The first years of her marriage were full of court cases at the Parlement de Paris against her husband due to his violent temper and her desire to leave him. In 1725, she consented to return to the Prince of Conti, who had her confined to the Chateau de l'Isle-Adam. She was able later, however, to convince him to allow her to return to Paris in order to give birth to her daughter, Louise Henriette. Her husband died a year later.
Due to his open support of the Scottish economist John Law who had implemented the introduction of paper money to France during the Regence of the young King Louis XV of France, her husband had made a fortune.
Her husband died in 1727 at the Hotel de Conti in Paris due to a "chest swelling". Louise Elisabeth was known at court either as Madame la Princesse de Conti troisieme or Madame la Princesse de Conti derniere douairiere, in order to distinguish Louise Elisabeth from the other two widowed princesses of Conti still alive:
The Dowager Princess and her aunt the Dowager Duchess of Orleans joined forces in 1743 to arrange the marriage of her son to her first cousin, Louise Diane d'Orleans, and that of her daughter to Louise Diane's nephew, the heir to the House of Orleans. This helped to somewhat smooth over the century-long feud between the House of Conde and House of Orleans, a feud fueled by the animosity between Louise Elisabeth's mother and aunt, the Princess of Conde and the Duchess of Orleans, both legitimised daughters of Louis XIV and Madame de Montespan.

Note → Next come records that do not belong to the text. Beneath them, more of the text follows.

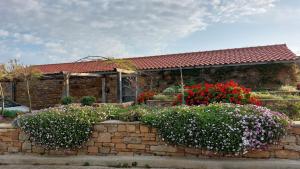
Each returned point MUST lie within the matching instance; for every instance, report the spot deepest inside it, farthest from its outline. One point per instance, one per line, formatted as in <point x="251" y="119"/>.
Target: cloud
<point x="67" y="30"/>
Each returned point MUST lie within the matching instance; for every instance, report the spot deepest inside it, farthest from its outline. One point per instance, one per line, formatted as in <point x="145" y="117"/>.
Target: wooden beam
<point x="66" y="92"/>
<point x="119" y="87"/>
<point x="103" y="87"/>
<point x="86" y="74"/>
<point x="125" y="71"/>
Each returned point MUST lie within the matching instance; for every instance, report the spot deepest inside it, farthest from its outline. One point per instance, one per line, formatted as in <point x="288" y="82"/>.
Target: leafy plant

After the death of her mother in June 1743, she acquired the chateau de Louveciennes, which later reverted to the Crown. Louis XV in turn gave it to the successor of Madame de Pompadour, Madame du Barry. The Dowager Princess of Conti later also acquired the chateau de Voisins.
Later, in 1746, the Dowager Princess was asked by Louis XV to present his new mistress, the future Madame de Pompadour, at court. She attended the ball at Versailles in honour of the marriage of Infanta Maria Teresa Rafaela of Spain to Louis, Dauphin of France in 1745. According to Nancy Mitford's Madame de Pompadour book, the proud Dowager Princess was annoyed at no one recognising her. She obliged the king in the hope that he would help her escape her debts, a tactic which worked.
The princess died at her town house in Paris at the age of eighty-one, on 27 May 1775. She was buried at the Eglise Saint-Sulpice in Paris. She had just sold the Hotel de Conti to her grandson Louis Francois de Bourbon-Conti who moved in in the next year.